His rise to prominence came abruptly during the Wars of Succession, when Horingoth delivered a momentous speech at the Grand Council. While always aloof, the dwarves were not isolationists; they were simply not expansionists, at least not above ground, as their human trading partners were. Horingoth, fearing the encroaching wars and appealing to his brethren to halt any shedding of dwarven blood, appealed to his kin with a plan. At its worst, it was ethnocentric zealotry; at its best, it was patriotic. The plan, simply, was to bid the outer world farewell. The humans, elves and the rest had never understood the dwarves, Hornbreaker bellowed, so leave them to their lot!

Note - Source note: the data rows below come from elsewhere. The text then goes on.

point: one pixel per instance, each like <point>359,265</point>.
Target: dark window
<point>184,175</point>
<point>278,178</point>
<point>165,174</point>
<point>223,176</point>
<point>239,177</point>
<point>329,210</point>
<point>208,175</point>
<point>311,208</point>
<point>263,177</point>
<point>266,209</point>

Fearing bloodshed, war or, gods forbid, inter-racial breeding, the dwarves rallied to Horingoth’s ideas and sealed the Southern Gates and collapsed the tunnels to the west. For trade, all goods were to be exchanged at the dwarves’ good graces, the rest of the world be damned; for all else, the world ceased to exist.
Horingoth’s choices marked a turning point in the history of the world and its dwarven peoples. Some dwarves believed the Great One’s ideas to be too extreme; they were graciously allowed to leave with their clothes, their weapons and their lives before the gates were sealed. Ironically, those same refugees, spread across the Empire and even, some say, across the sea to farthest Svorinn to find their ancestral cousins, evoke the name “Horingoth Hornbreaker” as well, but unlike their Craggian brethren, they use the name as a curse rather than as an honorific. The remaining followed the Hornbreaker’s lead, followed his plans, nodded at his words and came to see him as exalted and even deified.
Over the centuries, Hornbreaker became a de facto god to the peoples of The Crags, despite them all knowing he was just like them once, a dwarf who chose life and consistency over mystery and possibility. His name is now evoked before every meal, taught in every school, and drunkenly bellowed before every bar-room brawl. He is the Spirit of The Crags.